Of course I knew part of the public reputation of Wolfskehl, that will be known to many literate New Zealanders. He was the eminent German-Jewish poet who, fleeing Nazi persecution, settled in New Zealand in 1938 and remained here until his death in 1948, not long before his 80th birthday. Like another exile, the Austrian philosopher Karl Popper, he represented European high culture in a New Zealand that was starved of such influences; and he connected with many local literary figures of the time. When I was much younger, I knew two of these figures, as I will note later in this review.

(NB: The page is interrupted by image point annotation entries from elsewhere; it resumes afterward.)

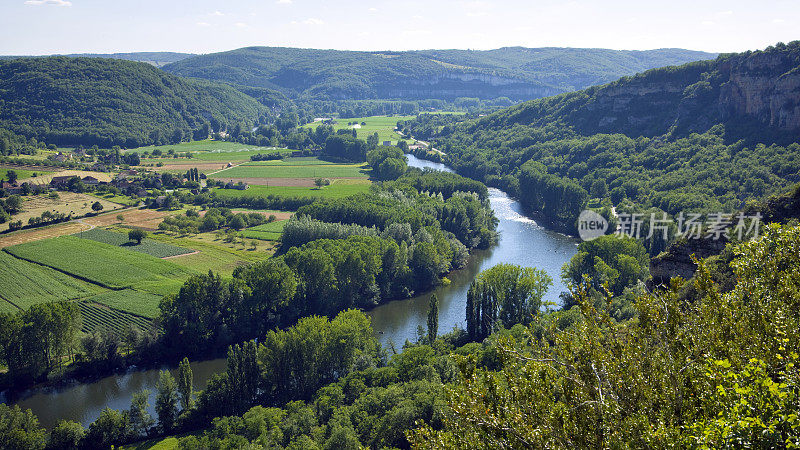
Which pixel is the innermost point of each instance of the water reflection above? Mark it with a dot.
(522, 242)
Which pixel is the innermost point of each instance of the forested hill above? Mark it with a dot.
(515, 72)
(703, 137)
(67, 101)
(157, 59)
(756, 93)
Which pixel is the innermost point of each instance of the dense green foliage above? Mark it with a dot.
(504, 296)
(19, 430)
(299, 231)
(107, 102)
(614, 261)
(388, 163)
(338, 75)
(463, 214)
(678, 152)
(717, 372)
(33, 341)
(101, 263)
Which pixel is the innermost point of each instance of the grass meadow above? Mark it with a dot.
(337, 189)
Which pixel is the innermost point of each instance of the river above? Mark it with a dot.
(522, 242)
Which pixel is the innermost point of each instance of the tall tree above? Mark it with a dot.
(141, 420)
(166, 401)
(433, 318)
(185, 384)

Friedrich Voit, Associate-Professor of German at the University of Auckland, and co-translator (into English) of works by Wolfskehl, has written a biography which deliberately focuses on Wolfskehl’s years of exile from his native (south) Germany. Wolfskehl was born in 1869. His forebears had lived in Germany for centuries and, while they were proud of their Jewish heritage, they regarded themselves as completely assimilated. Wolfskehl had a respectful attitude to the Christian religion, but ultimately adhered to the Torah and regarded Jesus as a fellow Jew, not as a messiah. He was sympathetic to Zionism, but he never fully embraced it and, though ployglot, he did not know the Hebrew language. He did, however, take great interest in German-Jewish poets of earlier centuries, and was involved in translations of their work.

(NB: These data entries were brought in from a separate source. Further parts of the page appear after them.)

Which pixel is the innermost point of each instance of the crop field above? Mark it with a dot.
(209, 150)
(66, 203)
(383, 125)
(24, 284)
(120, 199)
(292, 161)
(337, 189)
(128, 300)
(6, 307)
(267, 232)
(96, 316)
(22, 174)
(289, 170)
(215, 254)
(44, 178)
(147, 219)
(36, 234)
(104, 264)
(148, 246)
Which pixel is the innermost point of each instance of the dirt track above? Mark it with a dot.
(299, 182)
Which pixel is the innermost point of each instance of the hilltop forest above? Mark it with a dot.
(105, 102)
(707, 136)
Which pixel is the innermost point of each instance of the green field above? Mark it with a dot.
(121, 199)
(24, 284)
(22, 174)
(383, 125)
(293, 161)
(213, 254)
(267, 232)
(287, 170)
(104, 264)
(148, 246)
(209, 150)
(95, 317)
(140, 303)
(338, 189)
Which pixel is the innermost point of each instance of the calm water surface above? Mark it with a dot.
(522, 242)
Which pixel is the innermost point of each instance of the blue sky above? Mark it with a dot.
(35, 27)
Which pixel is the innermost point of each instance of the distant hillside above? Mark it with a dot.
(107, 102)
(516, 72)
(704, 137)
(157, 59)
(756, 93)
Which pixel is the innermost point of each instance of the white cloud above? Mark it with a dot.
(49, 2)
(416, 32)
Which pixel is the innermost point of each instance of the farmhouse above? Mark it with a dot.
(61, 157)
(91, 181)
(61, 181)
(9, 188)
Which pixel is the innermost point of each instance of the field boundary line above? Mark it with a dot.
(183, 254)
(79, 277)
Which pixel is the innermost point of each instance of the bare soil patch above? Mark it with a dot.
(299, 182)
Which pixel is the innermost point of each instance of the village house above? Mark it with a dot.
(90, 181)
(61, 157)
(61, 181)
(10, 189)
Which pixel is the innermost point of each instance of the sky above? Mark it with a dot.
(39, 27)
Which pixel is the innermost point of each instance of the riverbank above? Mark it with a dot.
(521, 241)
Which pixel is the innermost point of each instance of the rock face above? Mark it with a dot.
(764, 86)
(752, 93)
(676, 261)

But the most important influence on him was the lyric poet Stefan George. In the 1890s and early 1900s he was a key member of George’s “circle”, embracing his symbolism (this was the era of Mallarme), his transcendentalism and his somewhat elitist ideas of national regeneration be means of poetically-inspired intellectuals. George’s ideas (at least as reflected in this book) could lead his followers to adopt a broad, literary humanism, or to adopt an exalted form of nationalism. Perhaps it is not surprising that, unlike Wolfskehl, at least some of George’s (German, non-Jewish) followers adopted an extreme form of nationalism that ultimately led them to accept Nazism. German transcendentalism could seduce well-meaning people away from hard social realities.

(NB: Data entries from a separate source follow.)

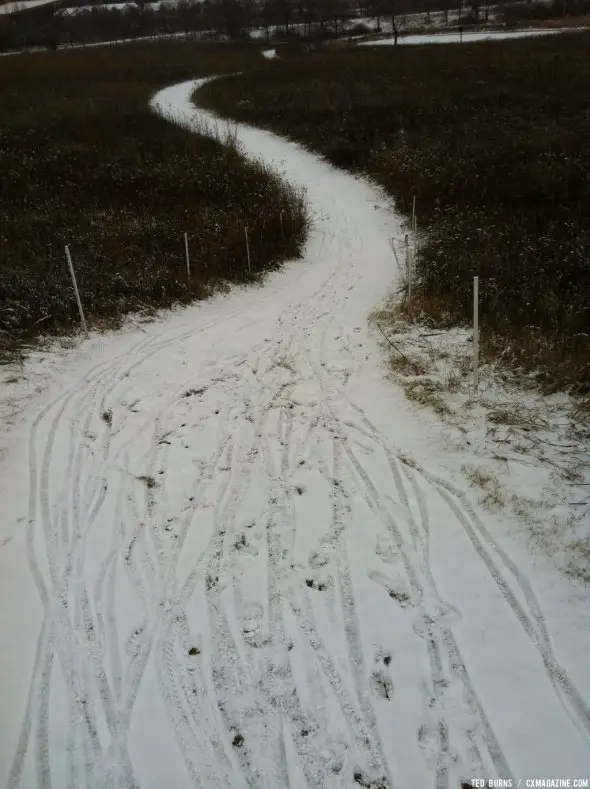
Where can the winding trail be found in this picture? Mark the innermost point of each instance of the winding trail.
(241, 565)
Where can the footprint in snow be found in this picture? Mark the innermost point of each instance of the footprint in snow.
(396, 591)
(382, 685)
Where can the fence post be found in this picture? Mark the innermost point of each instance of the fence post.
(247, 249)
(188, 259)
(409, 267)
(475, 332)
(76, 291)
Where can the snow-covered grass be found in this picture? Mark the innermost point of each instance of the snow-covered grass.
(466, 37)
(24, 5)
(524, 452)
(234, 554)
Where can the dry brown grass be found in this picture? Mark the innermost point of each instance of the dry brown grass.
(86, 163)
(492, 139)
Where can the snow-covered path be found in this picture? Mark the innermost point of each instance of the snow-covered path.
(231, 558)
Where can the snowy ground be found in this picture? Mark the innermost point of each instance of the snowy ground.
(451, 38)
(232, 554)
(23, 5)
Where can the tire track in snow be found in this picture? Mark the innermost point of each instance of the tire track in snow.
(238, 683)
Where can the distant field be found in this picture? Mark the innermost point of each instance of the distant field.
(492, 139)
(85, 163)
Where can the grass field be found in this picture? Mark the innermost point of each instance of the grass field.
(492, 139)
(86, 163)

As for Wolfskehl himself, he remained a patriotic German right through the First World War, but then began to see things heading in a sinister direction in the 1920s. He fled Germany as soon as Hitler came to power in 1933. It will surprise some readers (although not those who know their history) that for his first five years of exile, Wolfskehl, and many other German-Jewish refugees, lived happily and unmolested in Fascist Italy – a Mediterranean culture which he greatly enjoyed. For most of Mussolini’s dictatorship, anti-semitism was not part of Fascist ideology. It was only in 1938 that Il Duce, aping his new ally Der Fuhrer, adopted anti-Jewish laws – at which point Wolfskehl fled Italy and, after a brief sojourn in Australia, settled in New Zealand, which was not only as far as possible from troubled Europe, but which he had been told was a tolerant, non-racist society.

Understandably, Friedrich Voit devotes only his first two chapters to Wolfskehl’s life before 1938. The following five chapters are about his time in New Zealand. Wolfskehl had deserted his wife Hanna (from whom he was never divorced) and his two children in the 1920s when, already in his fifties, he took up with Margot Ruben, who was 30 years his junior. When he reached New Zealand he was nearly 70. Conforming to the propriety of the time, he had to pretend that Margot was his niece. Inevitably, Voit spends quite some time detailing Wolfskehl’s trials as he had to move from one Auckland address to another, either when he could no longer afford the rent, or when he found his rented quarters uncongenial. Having come from a wealthy family and having never had to pursue a paying career, Wolfskehl was dependent on remittances from friends overseas, or from whatever Margot Ruben could earn as a teacher. Gradually becoming completely blind, he was very dependent on Margot as amanuensis and secretary, so her necessary outside work caused some tension.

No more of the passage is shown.